Mobile stroke units — vehicles equipped to provide stroke treatment before reaching a hospital — can give lifesaving care to stroke patients about 30 minutes faster than standard hospital treatment, according to a new study.
Researchers analyzed 66 patients with symptoms of stroke who were taken to the hospital by a mobile stroke unit, compared to 19 suspected stroke patients taken by a traditional ambulance in the Manhattan borough of New York City from October 2016 to September 2017. Neurologists in the mobile stroke unit diagnosed stroke in 29 of the patients and treated them immediately. Nine of the 19 patients transported by a traditional ambulance were diagnosed with stroke and received treatment at the hospital.
On average, the patients treated in the mobile stroke unit received care half an hour faster.
“When it comes to stroke treatment, 30 minutes can be the difference between making a full recovery from a stroke and living independently, or becoming disabled and needing help with the activities of daily living,” said the study’s lead author, Dr. Matthew E. Fink, chair of neurology and the Louis and Gertrude Feil Professor in Clinical Neurology at Weill Cornell Medicine in New York, and neurologist-in-chief at NewYork-Presbyterian/Weill Cornell Medical Center.
The study, published Wednesday in the Journal of the American Heart Association, used NewYork-Presbyterian Hospital’s mobile units with portable CT scanners that allow neurologists on board to evaluate a patient for ischemic stroke — which occurs when a vessel supplying blood to the brain becomes blocked by a clot.
If a stroke is diagnosed, technicians can immediately administer alteplase, an injectable drug used to treat conditions caused by blood clots.
The ability to provide stroke treatment more quickly using mobile stroke units has been tested in previous studies in Cleveland, Houston, and Berlin and Hamburg, Germany.
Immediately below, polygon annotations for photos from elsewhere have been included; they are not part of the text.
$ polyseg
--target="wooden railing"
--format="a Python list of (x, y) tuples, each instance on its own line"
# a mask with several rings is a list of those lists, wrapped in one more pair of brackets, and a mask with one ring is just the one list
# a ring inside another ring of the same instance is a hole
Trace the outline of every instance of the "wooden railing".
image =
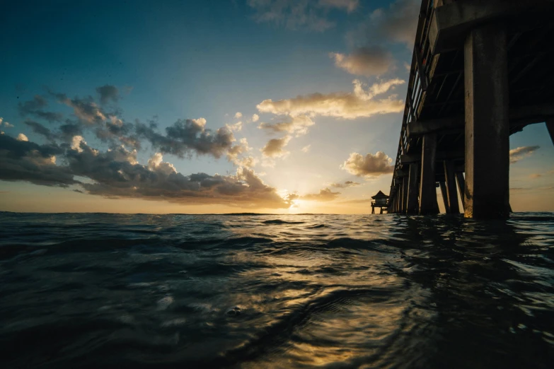
[[(398, 149), (396, 152), (396, 160), (391, 184), (389, 208), (393, 204), (393, 196), (396, 192), (396, 174), (400, 169), (400, 156), (406, 153), (409, 142), (406, 127), (410, 122), (415, 122), (419, 117), (421, 107), (425, 100), (425, 93), (429, 85), (429, 71), (434, 62), (429, 42), (429, 29), (434, 8), (442, 4), (441, 0), (422, 0), (420, 11), (420, 20), (417, 23), (412, 64), (410, 69), (410, 78), (408, 84), (408, 93), (402, 120)], [(389, 211), (391, 210), (389, 209)]]

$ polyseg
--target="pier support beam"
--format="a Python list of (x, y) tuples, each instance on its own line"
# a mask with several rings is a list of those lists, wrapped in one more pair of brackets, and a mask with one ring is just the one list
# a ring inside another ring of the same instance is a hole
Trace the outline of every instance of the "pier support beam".
[(408, 214), (417, 214), (419, 210), (417, 204), (417, 197), (420, 192), (420, 187), (417, 185), (417, 163), (410, 164), (410, 174), (408, 175), (408, 204), (406, 205), (406, 213)]
[(546, 121), (546, 129), (550, 134), (552, 143), (554, 144), (554, 118), (550, 118)]
[(405, 214), (408, 210), (408, 192), (409, 184), (408, 177), (402, 179), (402, 213)]
[(437, 154), (437, 134), (423, 136), (421, 153), (421, 178), (420, 180), (420, 214), (439, 213), (434, 165)]
[(451, 213), (450, 204), (448, 202), (448, 194), (446, 194), (446, 183), (444, 181), (439, 182), (439, 187), (441, 187), (441, 194), (442, 195), (442, 202), (444, 203), (444, 212), (447, 214)]
[(456, 180), (454, 175), (454, 163), (453, 161), (444, 161), (444, 178), (446, 180), (446, 200), (448, 201), (449, 211), (446, 213), (451, 214), (459, 214), (460, 206), (458, 205), (458, 194), (456, 189)]
[(509, 214), (507, 69), (505, 28), (472, 30), (464, 45), (466, 218)]
[(463, 206), (463, 192), (466, 188), (466, 181), (463, 180), (463, 173), (461, 172), (456, 172), (456, 181), (458, 182), (458, 189), (460, 191), (460, 199), (462, 201), (462, 206)]

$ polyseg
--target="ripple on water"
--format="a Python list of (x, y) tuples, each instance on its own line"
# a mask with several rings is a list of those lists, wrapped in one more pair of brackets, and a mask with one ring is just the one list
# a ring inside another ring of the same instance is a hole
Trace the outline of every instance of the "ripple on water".
[(553, 220), (0, 213), (0, 367), (550, 369)]

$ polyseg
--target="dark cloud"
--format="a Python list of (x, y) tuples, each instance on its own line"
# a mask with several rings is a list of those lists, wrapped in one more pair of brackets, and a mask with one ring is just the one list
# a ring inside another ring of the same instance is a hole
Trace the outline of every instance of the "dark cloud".
[(541, 148), (541, 146), (521, 146), (509, 151), (509, 162), (517, 163)]
[(282, 139), (270, 139), (261, 150), (263, 156), (268, 158), (280, 158), (288, 154), (289, 152), (285, 151), (283, 148), (290, 139), (289, 136), (285, 136)]
[(156, 126), (136, 124), (139, 137), (148, 140), (152, 147), (162, 153), (180, 158), (192, 153), (212, 155), (220, 158), (233, 147), (235, 138), (227, 127), (212, 131), (205, 128), (206, 119), (179, 119), (166, 128), (166, 135), (156, 131)]
[(40, 95), (35, 95), (33, 100), (20, 102), (18, 105), (19, 113), (23, 116), (32, 115), (53, 123), (61, 122), (63, 115), (58, 112), (45, 112), (42, 108), (48, 105), (47, 100)]
[(69, 150), (67, 160), (76, 175), (93, 180), (81, 187), (89, 194), (110, 198), (132, 197), (182, 204), (223, 204), (251, 207), (287, 208), (290, 203), (264, 184), (253, 170), (240, 168), (236, 175), (188, 176), (178, 173), (155, 154), (142, 165), (136, 151), (123, 147), (100, 153), (84, 143)]
[(348, 159), (340, 166), (349, 173), (358, 177), (379, 176), (391, 173), (394, 169), (393, 159), (383, 151), (365, 156), (358, 153), (352, 153)]
[(31, 127), (33, 132), (44, 136), (49, 141), (54, 141), (57, 138), (57, 136), (53, 134), (49, 128), (45, 127), (40, 123), (33, 120), (25, 120), (25, 124)]
[(311, 200), (317, 201), (330, 201), (337, 199), (340, 192), (333, 192), (328, 188), (320, 189), (317, 194), (308, 194), (300, 197), (303, 200)]
[(65, 124), (59, 126), (59, 132), (61, 138), (64, 141), (70, 141), (74, 136), (83, 134), (83, 126), (68, 119)]
[(332, 52), (329, 56), (337, 67), (368, 77), (383, 74), (395, 64), (392, 53), (380, 46), (359, 47), (350, 54)]
[(353, 187), (354, 186), (359, 186), (361, 183), (359, 182), (346, 181), (344, 183), (331, 183), (330, 186), (335, 188), (347, 188)]
[(404, 81), (394, 78), (378, 81), (367, 90), (364, 88), (364, 83), (359, 80), (354, 80), (352, 83), (354, 90), (352, 93), (316, 93), (277, 101), (267, 99), (260, 102), (256, 107), (261, 112), (275, 115), (293, 117), (301, 115), (310, 117), (321, 115), (348, 119), (403, 111), (404, 102), (398, 100), (396, 95), (391, 95), (386, 98), (376, 97), (394, 89), (397, 85), (404, 83)]
[(315, 124), (313, 121), (307, 115), (299, 115), (297, 117), (286, 117), (280, 122), (262, 122), (260, 123), (258, 128), (275, 133), (287, 132), (299, 136), (308, 133), (308, 127), (313, 124)]
[(328, 18), (329, 9), (350, 12), (357, 8), (359, 0), (248, 0), (247, 4), (255, 11), (257, 22), (322, 32), (335, 26)]
[(105, 104), (110, 101), (117, 102), (120, 98), (120, 92), (115, 86), (104, 85), (97, 87), (96, 92), (100, 96), (100, 102), (102, 104)]
[(57, 145), (37, 145), (1, 135), (0, 180), (62, 187), (78, 183), (67, 168), (56, 165), (56, 156), (63, 152)]
[(419, 20), (420, 0), (396, 0), (388, 8), (374, 11), (348, 38), (354, 45), (376, 41), (401, 42), (413, 46)]

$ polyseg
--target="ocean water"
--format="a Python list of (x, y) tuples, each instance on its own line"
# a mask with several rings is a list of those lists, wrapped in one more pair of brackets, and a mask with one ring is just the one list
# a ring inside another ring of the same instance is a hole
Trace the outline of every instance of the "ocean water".
[(0, 213), (0, 368), (554, 367), (554, 213)]

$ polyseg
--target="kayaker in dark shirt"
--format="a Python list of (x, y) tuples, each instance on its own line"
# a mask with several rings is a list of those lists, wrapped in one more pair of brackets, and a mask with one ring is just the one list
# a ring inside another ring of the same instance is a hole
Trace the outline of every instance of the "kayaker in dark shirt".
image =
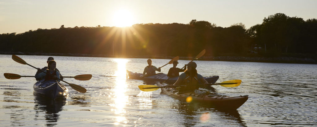
[(170, 77), (175, 77), (179, 76), (179, 72), (184, 72), (186, 70), (186, 66), (185, 66), (185, 68), (184, 69), (182, 69), (180, 68), (177, 68), (176, 66), (178, 63), (177, 60), (174, 60), (173, 61), (173, 67), (171, 68), (168, 70), (168, 73), (167, 73), (167, 76)]
[[(54, 60), (54, 58), (53, 58), (52, 57), (49, 57), (49, 58), (47, 59), (47, 61), (46, 61), (46, 63), (48, 64), (49, 62), (52, 60)], [(45, 71), (46, 70), (48, 70), (48, 69), (49, 69), (48, 68), (47, 66), (46, 66), (46, 67), (44, 67), (43, 68), (42, 68), (42, 69), (41, 69), (41, 70), (43, 71)], [(60, 74), (60, 77), (61, 77), (60, 79), (63, 80), (63, 77), (62, 76), (61, 74), (61, 72), (60, 72), (59, 70), (58, 70), (58, 69), (57, 69), (57, 68), (55, 68), (55, 70), (56, 71), (58, 71), (58, 73), (59, 73)], [(38, 70), (36, 72), (36, 73), (35, 74), (35, 75), (38, 75), (39, 73), (40, 73), (41, 72), (42, 72), (42, 71), (41, 71), (40, 70)], [(35, 79), (36, 80), (36, 81), (40, 81), (42, 79), (44, 79), (45, 78), (45, 77), (43, 76), (43, 77), (38, 77), (37, 78), (36, 77)]]
[[(56, 68), (56, 62), (54, 60), (49, 61), (48, 63), (47, 67), (49, 69), (44, 71), (45, 73), (42, 72), (36, 74), (35, 77), (39, 78), (44, 77), (45, 78), (45, 81), (53, 79), (60, 82), (60, 81), (57, 79), (61, 79), (59, 72), (55, 70)], [(38, 71), (41, 72), (40, 70), (41, 69), (40, 68), (37, 68)]]
[(148, 76), (154, 75), (156, 74), (155, 70), (161, 72), (161, 67), (158, 69), (156, 67), (152, 65), (152, 60), (149, 59), (147, 59), (147, 64), (149, 64), (144, 68), (144, 70), (143, 71), (143, 75), (144, 76)]
[(179, 76), (174, 85), (185, 85), (186, 86), (182, 87), (179, 89), (180, 92), (184, 91), (194, 91), (199, 88), (198, 84), (199, 81), (200, 81), (205, 85), (208, 84), (208, 82), (203, 76), (197, 73), (196, 67), (197, 64), (195, 62), (191, 62), (187, 64), (187, 69), (185, 72)]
But this study is the first to assess whether they could be used to treat patients faster than conventional treatment in an area as crowded as New York City.
Though the results tell a story about the potential of mobile units, researchers concede there are limitations to this study. For example, it used a relatively small sample size and there were confounding factors such as traffic, the day of the week and the time of day when patients were transported.
There are other outside factors to consider as well, including the need for necessary funds to pay mobile unit staff.
“We know that faster treatment equals better outcomes,” said Dr. Lee H. Schwamm, executive vice chairman of neurology and director of the MGH Comprehensive Stroke Center at Massachusetts General Hospital in Boston. He was not involved in the study.
“However, further research is needed to establish if mobile stroke units improve long-term health outcomes and are a cost-effective solution in stroke systems of care for large cities, as they reflect a significant financial investment for cities and EMS agencies.”